Snowpack dwindling as Summit County enters second year of drought
Ryan Summerlin February 9, 2013
Summit County, along with the state of Colorado, is entering into its second year of drought. This has aversely affected the snowpack, which is at below-average levels throughout the state, according to a report by the Natural Resources Conservation Service.
The statewide snowpack is at 72 percent of the average for this time of year and 90 percent from last year. For Summit County, in the Colorado basin, snowpack is only at 67 percent of the average for February and 89 percent of where it was last year. This means that the Colorado basin currently has just over half of the amount of snow it should have and just over 10 percent less than it had at the same time last year.
Colorado is not seeing the snowstorms it needs to alleviate the powder deficit. The entire state has been experiencing high-level drought conditions, according to the U.S. Drought Monitor website. Exceptional Drought (D4) has crept across the Eastern Plains, while Summit County is engulfed in red at the Extreme Drought (D3) level.
“When we start stringing drought years back to back, that’s when you start having problems across the state,” said Wendy Ryan, research associate at the Colorado Climate Center at Colorado State University. “The odds are definitely stacked in favor of having a below-normal snowpack year again.”
The pattern of snowfall has been acting differently this year, Ryan said. In the past, snowfall has been continual, with small amounts falling in between big storms. Recently, however, periods of dryness and no snow have come sandwiched between the larger snowstorms.
“That’s really what sets us back. We should be accumulating about an inch of water a week in the mountains,” said Ryan, but that hasn’t been happening.
One of the factors affecting the weather across the state is the fact that Colorado is currently in a “neutral zone,” meaning it’s not experiencing either of the La Nina or El Nino phenomena.
“Typically when we have a strong La Nina or El Nino, that means certain things for our state. This sort of neutral is kind of unknown and hasn’t happened for eight or nine years,” said Mage Hultstrand, assistant snow surveyor supervisor at the NRCS center in Denver.
The lack of the driving force of the El Nino or La Nina weather patterns can make it harder for forecasters to predict the weather. Some have termed this the “no nino” condition.
The below-average snowpack will directly affect streamflow forecasts and reservoir storage, according to the NRCS report. Although last year was a drought year, the reservoirs were full from the previous year, which was exceptionally wet. As the drought continues and potentially worsens this year, reservoirs haven’t been able to return to full levels and are lowering.
Statewide reservoir storage is at 70 percent of the average for this time of year. Colorado basin’s reservoir storage, which includes Summit County, is at 67 percent of average and 59 percent of where it was last year. As of January, Dillon Reservoir is at 68 percent capacity, compared to last year’s 96 percent.

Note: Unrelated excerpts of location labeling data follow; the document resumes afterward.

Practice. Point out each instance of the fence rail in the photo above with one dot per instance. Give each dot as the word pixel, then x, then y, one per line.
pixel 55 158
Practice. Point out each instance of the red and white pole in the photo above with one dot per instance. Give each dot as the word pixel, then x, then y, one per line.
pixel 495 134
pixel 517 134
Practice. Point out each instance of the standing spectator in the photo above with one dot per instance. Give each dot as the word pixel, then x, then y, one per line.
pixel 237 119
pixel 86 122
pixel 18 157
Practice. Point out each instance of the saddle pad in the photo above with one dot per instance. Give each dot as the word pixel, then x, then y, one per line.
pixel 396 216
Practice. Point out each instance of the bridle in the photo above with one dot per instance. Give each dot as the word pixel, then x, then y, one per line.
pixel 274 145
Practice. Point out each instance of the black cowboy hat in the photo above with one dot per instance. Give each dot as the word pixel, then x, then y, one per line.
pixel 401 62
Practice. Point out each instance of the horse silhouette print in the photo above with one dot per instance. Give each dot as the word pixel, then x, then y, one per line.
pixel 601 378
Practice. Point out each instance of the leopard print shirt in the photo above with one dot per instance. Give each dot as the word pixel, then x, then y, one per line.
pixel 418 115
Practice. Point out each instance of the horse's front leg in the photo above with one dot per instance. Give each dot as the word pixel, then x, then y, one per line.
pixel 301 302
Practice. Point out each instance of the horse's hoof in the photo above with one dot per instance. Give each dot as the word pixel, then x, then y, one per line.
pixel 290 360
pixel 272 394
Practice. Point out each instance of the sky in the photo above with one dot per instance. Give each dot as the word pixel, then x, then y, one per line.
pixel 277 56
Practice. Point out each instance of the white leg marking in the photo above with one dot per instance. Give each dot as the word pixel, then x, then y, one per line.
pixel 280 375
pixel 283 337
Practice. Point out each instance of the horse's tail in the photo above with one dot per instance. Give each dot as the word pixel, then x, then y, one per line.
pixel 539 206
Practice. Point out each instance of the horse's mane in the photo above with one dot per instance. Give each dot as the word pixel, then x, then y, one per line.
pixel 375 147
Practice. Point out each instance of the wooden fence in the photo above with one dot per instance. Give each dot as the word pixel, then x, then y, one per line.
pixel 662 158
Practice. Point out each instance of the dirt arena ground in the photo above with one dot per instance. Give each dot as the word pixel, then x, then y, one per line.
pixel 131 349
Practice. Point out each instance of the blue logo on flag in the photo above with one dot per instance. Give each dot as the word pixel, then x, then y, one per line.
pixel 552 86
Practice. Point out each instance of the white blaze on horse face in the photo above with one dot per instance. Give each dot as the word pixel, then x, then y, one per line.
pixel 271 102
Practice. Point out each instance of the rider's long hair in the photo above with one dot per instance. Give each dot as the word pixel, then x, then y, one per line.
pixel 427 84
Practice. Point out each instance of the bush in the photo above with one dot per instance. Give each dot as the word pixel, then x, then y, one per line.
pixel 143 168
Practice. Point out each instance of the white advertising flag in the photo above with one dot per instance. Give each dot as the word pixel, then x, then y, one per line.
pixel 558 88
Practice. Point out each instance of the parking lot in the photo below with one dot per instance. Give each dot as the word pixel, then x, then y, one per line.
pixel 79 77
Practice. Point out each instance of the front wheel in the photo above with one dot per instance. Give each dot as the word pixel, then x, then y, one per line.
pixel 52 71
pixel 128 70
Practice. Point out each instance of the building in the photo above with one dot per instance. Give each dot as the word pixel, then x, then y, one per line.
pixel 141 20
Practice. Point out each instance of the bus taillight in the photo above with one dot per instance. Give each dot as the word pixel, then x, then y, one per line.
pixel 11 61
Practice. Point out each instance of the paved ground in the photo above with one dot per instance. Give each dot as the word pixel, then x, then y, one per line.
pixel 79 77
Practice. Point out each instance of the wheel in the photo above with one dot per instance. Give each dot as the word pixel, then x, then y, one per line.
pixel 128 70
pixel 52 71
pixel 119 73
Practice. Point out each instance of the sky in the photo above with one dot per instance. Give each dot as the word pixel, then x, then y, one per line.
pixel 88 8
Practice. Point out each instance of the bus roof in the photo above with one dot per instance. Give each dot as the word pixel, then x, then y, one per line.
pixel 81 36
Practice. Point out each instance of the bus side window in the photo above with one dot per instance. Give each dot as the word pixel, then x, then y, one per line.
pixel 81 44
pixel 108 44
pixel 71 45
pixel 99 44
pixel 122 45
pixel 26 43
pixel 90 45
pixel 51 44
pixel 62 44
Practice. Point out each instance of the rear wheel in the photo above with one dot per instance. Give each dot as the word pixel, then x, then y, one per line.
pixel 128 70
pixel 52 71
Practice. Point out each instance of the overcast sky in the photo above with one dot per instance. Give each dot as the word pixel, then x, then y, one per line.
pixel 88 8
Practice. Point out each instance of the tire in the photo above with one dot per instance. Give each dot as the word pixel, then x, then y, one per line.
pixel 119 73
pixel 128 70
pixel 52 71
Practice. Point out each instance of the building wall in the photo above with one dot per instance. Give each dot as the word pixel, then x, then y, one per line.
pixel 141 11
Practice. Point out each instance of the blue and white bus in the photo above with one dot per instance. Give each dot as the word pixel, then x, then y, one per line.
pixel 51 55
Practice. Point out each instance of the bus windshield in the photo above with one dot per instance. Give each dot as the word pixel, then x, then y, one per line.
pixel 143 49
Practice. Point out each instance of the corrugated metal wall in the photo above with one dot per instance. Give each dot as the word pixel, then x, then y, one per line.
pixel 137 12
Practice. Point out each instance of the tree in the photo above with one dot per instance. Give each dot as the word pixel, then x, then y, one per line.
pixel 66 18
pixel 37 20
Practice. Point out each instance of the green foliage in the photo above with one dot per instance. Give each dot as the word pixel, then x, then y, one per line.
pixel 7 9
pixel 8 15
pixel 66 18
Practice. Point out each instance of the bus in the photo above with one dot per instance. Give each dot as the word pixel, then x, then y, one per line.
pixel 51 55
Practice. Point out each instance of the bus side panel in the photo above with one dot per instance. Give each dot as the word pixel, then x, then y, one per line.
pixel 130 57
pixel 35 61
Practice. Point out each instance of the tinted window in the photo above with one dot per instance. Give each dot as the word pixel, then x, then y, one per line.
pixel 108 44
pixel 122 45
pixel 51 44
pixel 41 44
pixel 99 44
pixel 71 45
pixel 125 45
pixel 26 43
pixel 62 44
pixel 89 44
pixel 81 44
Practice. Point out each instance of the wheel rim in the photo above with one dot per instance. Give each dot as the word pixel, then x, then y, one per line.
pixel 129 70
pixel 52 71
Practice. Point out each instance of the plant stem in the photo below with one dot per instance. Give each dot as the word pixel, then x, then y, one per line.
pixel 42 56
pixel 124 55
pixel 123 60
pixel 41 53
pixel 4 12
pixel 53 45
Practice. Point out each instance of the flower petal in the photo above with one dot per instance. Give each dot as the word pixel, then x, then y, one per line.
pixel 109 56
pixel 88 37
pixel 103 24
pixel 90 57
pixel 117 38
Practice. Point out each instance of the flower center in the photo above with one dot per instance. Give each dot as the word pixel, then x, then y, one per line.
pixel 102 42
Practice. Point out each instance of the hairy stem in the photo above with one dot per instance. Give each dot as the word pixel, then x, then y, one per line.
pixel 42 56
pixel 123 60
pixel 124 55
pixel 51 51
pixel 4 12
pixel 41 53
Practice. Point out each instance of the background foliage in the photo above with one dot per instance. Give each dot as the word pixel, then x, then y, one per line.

“We don’t have that cushion of having a previous really wet year to fill our reservoir. We’ve lost that and we need to replenish that storage,” Hultstrand said. “Really to come out of that, we need at least an average snowpack this year. So far we’re not there. We have a couple months left and we hope we get it.”
Snowfall during the Christmas season and end of January helped, said Ryan, but storms will need to continue to alleviate the drought. An approaching storm this weekend looks promising.
“We’re looking at about an inch of liquid throughout the heart of the Rocky Mountains,” Ryan said.
“We’re excited to keep that snowpack growing,” she added. “We’ll take anything we can get.”